As an exposure apparatus for transferring an image of a pattern formed in a mask onto a photosensitive substrate, various types of apparatus have been developed. For example, as a projection exposure apparatus for production of a liquid crystal display (LCD), many step-and-repeat type apparatus (hereinafter, referred to as "stepper") are being used. In such a stepper, after a predetermined area of a substrate is exposed to a pattern of an LCD formed in a mask, a stage on which the substrate is placed is shifted a predetermined distance in a stepping manner to perform exposure of another area of the substrate. Such an operation is repeatedly performed on the entire area on the substrate to complete exposure of the entire substrate. Normally in this stepper, an LCD pattern is formed by a picture composition method. That is, four exposed patterns 100a, 100b, 100c, 100d on a substrate are combined, as indicated in FIG. 13, thereby forming a single LCD pattern on the substrate. Each of the patterns 100a, 100b, 100c, 100d corresponds to a different mask. That is, the patterns 100a, 100b, 100c, 100d are sequentially formed by exposure while one of the four masks is sequentially replaced by another mask. The four patterns are then combined into an LCD.
In exposure using such a picture composition method, a positional deviation of a transferred pattern 112 may sometimes occur as indicated in FIGS. 14(a)-(c). In the drawings, dotted lines indicate a desired transfer position, and solid lines indicate transferred positions that have errors. As positional deviations at the time of pattern transfer, there are: (a) a positional deviation wherein a transferred pattern 112 has a shift error; (b) a positional deviation wherein a transferred pattern 112 has a rotational error; and (c) a positional deviation wherein a transferred pattern 112 has a magnification error. Since an LCD is formed normally by superimposing about seven to eight layers on a glass substrate, an error as mentioned above can be a cause for an overlay deviation between layers. In a TFT (thin film transistor) LCD, a positional deviation at a stitching 110 (see FIG. 13) or an overlay deviation between layers degrades characteristics of transistors and causes defects such as color irregularity or the like. As factors that cause errors as indicated in FIGS. 14(a)-(c), optical aberrations, such as distortion, in the projection optical system, mask alignment errors, mask patterning errors, and the like can be considered.

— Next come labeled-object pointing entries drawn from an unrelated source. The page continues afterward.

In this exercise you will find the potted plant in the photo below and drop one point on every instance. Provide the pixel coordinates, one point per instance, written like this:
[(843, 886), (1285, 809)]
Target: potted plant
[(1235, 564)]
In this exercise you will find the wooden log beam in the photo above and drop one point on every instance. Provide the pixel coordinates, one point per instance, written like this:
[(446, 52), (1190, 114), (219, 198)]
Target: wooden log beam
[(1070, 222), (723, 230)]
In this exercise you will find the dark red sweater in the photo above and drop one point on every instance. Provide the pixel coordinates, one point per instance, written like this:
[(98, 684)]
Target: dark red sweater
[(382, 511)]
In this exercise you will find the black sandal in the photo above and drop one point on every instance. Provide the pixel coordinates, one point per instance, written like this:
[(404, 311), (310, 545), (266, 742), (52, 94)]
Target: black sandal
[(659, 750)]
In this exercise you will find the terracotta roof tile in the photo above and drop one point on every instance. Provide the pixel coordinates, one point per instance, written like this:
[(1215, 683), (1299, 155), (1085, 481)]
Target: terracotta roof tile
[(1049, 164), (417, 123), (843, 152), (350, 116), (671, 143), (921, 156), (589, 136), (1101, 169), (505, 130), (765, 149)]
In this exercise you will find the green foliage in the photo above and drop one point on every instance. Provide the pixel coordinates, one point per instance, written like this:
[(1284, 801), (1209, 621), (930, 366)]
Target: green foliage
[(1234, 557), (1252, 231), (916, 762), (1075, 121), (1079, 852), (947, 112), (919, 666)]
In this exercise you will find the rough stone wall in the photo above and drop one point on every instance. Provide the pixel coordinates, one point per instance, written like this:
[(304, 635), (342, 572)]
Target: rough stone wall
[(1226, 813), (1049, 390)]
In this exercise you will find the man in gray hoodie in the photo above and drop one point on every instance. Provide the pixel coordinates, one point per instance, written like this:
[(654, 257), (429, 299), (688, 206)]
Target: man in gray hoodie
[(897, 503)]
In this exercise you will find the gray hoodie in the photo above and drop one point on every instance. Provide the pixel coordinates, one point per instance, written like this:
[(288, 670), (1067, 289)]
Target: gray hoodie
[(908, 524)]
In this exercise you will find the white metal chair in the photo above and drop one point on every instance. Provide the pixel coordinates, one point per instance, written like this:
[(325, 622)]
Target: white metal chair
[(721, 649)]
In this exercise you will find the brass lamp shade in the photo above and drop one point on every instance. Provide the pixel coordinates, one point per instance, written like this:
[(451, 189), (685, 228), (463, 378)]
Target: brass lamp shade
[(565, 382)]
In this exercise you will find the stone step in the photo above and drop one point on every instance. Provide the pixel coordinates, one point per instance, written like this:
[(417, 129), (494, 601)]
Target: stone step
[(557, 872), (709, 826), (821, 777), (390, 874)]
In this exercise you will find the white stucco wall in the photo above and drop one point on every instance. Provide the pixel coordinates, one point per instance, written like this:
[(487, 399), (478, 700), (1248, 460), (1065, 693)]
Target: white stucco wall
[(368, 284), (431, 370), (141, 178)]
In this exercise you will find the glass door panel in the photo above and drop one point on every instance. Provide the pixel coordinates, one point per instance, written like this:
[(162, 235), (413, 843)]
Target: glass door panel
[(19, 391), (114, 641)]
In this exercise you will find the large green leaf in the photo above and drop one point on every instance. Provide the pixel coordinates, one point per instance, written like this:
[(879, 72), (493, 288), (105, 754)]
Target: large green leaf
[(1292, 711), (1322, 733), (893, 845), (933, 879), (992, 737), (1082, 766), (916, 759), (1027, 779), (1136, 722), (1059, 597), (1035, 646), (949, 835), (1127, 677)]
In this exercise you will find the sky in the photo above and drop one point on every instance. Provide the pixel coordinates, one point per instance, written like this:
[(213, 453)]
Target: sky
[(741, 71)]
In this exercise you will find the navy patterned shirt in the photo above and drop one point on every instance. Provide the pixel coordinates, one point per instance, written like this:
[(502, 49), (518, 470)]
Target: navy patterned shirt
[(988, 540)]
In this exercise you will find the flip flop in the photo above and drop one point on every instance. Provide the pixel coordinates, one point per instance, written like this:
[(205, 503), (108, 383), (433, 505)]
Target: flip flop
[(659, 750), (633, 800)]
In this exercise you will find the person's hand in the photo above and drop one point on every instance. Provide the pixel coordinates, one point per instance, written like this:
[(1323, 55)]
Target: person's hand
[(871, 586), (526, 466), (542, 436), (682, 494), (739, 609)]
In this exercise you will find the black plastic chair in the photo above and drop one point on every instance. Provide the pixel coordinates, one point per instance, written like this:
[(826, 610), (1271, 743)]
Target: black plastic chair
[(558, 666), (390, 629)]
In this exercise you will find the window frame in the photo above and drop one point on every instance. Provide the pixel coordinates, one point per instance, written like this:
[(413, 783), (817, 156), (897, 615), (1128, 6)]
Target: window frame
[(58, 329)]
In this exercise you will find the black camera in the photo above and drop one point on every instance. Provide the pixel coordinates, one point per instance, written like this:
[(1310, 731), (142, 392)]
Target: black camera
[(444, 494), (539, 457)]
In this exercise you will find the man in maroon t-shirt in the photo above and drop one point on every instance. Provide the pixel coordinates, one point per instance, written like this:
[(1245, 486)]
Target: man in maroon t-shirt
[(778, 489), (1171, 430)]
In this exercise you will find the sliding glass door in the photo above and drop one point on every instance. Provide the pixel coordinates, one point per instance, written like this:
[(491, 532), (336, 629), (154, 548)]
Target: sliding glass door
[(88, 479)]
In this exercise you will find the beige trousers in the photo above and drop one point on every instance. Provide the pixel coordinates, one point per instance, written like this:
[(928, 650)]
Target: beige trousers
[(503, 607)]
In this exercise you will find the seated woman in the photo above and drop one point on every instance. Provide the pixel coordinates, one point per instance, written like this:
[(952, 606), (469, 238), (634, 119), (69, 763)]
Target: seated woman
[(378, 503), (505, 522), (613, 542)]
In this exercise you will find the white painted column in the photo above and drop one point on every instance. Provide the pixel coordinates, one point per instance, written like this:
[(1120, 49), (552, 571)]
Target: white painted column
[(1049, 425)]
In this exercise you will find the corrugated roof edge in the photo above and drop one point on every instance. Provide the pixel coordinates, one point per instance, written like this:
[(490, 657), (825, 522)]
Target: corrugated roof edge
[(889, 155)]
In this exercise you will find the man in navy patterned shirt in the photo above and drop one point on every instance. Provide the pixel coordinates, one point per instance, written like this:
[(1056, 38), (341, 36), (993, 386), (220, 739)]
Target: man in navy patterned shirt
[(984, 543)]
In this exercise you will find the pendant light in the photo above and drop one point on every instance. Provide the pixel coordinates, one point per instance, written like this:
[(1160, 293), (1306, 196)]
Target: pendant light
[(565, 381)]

Several methods for solving these problems have now been proposed. For example, as shown in FIG. 15, a plurality of coordinate measurement marks (126a, 126b, 126c, 126d, 126e, 126f, 126g, 126h) are arranged around an LCD pattern 122 within an effective exposure area 124 on a mask 120, and coordinates of the images transferred from the coordinate measurement marks (126a-126h) onto a substrate through a projection optical system are measured using a predetermined position detection device provided in the apparatus. From the amount of deviation between measured values and desired values of coordinates where these marks (126a-126h) are transferred, a correction value (a mask shift, a mask rotation, a magnification) that minimizes the amount of deviation is calculated by means of, for example, least square approximation or the like. After that, using the thus-calculated correction value, the mask 120 is precisely aligned, and then exposure is performed. Such a method can optimize a positional deviation of transfer caused by a patterning error of the mask 120 and an optical aberration of the projection optical system, and can reduce the positional deviation at stitchings and the overlay deviation between layers.

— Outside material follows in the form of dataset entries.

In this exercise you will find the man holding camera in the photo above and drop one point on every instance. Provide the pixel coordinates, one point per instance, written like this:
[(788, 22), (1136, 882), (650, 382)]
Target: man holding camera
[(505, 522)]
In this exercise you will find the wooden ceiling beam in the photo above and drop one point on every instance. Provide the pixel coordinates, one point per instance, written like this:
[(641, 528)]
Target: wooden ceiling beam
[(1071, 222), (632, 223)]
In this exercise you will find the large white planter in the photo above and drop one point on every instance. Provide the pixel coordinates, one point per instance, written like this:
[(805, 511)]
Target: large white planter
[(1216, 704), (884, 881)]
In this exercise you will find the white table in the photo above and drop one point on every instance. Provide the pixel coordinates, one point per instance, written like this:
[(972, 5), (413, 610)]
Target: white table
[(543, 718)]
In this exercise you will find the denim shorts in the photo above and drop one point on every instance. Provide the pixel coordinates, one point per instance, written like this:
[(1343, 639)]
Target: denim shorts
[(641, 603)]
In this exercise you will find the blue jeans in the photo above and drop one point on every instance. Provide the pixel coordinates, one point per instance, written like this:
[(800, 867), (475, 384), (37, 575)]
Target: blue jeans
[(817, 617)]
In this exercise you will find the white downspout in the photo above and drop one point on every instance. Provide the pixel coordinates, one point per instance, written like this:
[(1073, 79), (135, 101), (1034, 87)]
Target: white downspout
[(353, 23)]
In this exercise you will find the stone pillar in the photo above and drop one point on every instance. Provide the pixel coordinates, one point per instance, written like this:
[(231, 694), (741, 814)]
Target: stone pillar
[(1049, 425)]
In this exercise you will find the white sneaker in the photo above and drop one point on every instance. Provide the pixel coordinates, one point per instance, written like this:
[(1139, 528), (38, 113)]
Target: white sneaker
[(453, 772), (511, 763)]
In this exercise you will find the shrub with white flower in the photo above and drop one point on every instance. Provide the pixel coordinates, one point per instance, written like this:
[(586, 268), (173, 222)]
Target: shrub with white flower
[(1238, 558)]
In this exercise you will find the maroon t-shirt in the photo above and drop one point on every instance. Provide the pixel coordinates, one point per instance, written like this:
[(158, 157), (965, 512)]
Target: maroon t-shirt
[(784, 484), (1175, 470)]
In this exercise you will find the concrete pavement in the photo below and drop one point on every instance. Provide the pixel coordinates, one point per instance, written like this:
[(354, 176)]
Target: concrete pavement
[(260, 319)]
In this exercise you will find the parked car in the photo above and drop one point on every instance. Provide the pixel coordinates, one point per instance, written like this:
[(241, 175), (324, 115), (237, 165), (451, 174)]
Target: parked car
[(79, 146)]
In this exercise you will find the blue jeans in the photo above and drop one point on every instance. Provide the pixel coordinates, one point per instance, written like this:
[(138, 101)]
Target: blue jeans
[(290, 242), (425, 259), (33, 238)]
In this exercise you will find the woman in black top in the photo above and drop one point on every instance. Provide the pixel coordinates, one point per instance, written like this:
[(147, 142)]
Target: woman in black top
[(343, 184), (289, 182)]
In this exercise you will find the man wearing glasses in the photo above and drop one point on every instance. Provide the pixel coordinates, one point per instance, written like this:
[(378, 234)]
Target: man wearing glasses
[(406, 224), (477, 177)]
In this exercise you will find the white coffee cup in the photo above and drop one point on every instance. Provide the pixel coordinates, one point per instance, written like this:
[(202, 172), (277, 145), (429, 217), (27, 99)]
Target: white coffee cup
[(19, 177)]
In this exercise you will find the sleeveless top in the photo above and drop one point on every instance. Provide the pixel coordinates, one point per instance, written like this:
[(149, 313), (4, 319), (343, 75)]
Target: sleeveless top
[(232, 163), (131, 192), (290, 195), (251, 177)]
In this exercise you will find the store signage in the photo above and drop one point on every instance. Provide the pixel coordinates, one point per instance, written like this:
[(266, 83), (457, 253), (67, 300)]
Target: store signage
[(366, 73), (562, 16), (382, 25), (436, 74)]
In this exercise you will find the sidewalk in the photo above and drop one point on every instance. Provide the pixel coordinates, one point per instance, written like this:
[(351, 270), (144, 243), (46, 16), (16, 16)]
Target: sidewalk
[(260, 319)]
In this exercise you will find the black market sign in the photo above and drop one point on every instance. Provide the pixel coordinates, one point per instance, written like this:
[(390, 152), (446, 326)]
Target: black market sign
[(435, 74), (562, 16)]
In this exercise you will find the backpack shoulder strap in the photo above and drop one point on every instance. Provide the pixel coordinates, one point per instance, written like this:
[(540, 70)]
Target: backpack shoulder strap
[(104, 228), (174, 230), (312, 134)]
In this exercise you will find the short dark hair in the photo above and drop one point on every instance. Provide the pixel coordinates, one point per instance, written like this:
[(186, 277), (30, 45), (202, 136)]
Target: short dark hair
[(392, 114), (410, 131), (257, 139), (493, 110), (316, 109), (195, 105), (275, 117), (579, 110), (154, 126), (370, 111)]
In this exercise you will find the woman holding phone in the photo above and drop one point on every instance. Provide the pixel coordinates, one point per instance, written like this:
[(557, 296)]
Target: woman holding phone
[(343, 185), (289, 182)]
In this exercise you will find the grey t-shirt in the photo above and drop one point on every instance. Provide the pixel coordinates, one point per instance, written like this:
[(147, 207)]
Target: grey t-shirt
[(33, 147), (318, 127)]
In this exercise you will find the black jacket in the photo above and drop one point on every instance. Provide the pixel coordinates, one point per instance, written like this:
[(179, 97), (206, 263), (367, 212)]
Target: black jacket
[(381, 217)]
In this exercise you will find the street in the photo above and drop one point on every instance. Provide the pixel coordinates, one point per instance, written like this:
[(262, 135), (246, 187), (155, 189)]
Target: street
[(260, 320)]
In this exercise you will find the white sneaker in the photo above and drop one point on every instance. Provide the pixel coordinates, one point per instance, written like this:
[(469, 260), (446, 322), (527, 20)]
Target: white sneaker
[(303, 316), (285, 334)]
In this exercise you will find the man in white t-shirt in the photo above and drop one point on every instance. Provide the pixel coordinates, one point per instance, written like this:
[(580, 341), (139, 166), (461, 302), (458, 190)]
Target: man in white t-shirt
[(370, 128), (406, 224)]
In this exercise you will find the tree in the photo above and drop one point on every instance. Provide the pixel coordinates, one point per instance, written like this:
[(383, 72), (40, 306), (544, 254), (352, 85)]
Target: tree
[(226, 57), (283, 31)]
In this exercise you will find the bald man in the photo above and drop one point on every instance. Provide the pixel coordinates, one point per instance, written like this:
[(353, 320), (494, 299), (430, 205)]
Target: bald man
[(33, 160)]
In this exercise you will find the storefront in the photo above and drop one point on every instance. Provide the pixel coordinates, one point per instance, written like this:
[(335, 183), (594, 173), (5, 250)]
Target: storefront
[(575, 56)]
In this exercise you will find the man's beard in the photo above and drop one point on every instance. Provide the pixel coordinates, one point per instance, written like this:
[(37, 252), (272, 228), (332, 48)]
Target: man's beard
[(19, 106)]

In the conventional methods as described above, however, there is a possibility that when coordinates, on a substrate, of the images of the coordinate measurement marks (126a-126h) in the mask 120 are detected by a position detection device, a deviation may occur between a detected coordinate and the actual transferred position on the substrate. This problem becomes serious especially in a case where images of reference marks provided on a stage, at substantially the same height as a substrate surface, are reversely projected onto a mask through a projection optical system, and coordinates at which the reference mark images superimpose on the coordinate measurement marks (126a-126h) are measured by a predetermined sensor, which coordinates are determined as positions at which the coordinate measurement marks (126a-126h) are transferred onto the substrate. More specifically, variations in optical aberrations, such as curvature of image field and the like, due to variations in the projecting direction in the projection optical system, cause deviations between imaginary transfer positions determined by the above-described method and the actual transferred positions on the substrate. Therefore, an error becomes included in a correction value that is calculated from a difference between a measured value of mask position provided by the position detection device and a desired value of position where an image is transferred, thereby making it impossible to properly correct the mask position, the magnification of the projection optical system, or the like, at the time of exposure. As a result, the positional deviation at stitchings of the exposed LCD screens or the overlay deviation between layers is not improved, and may be degraded.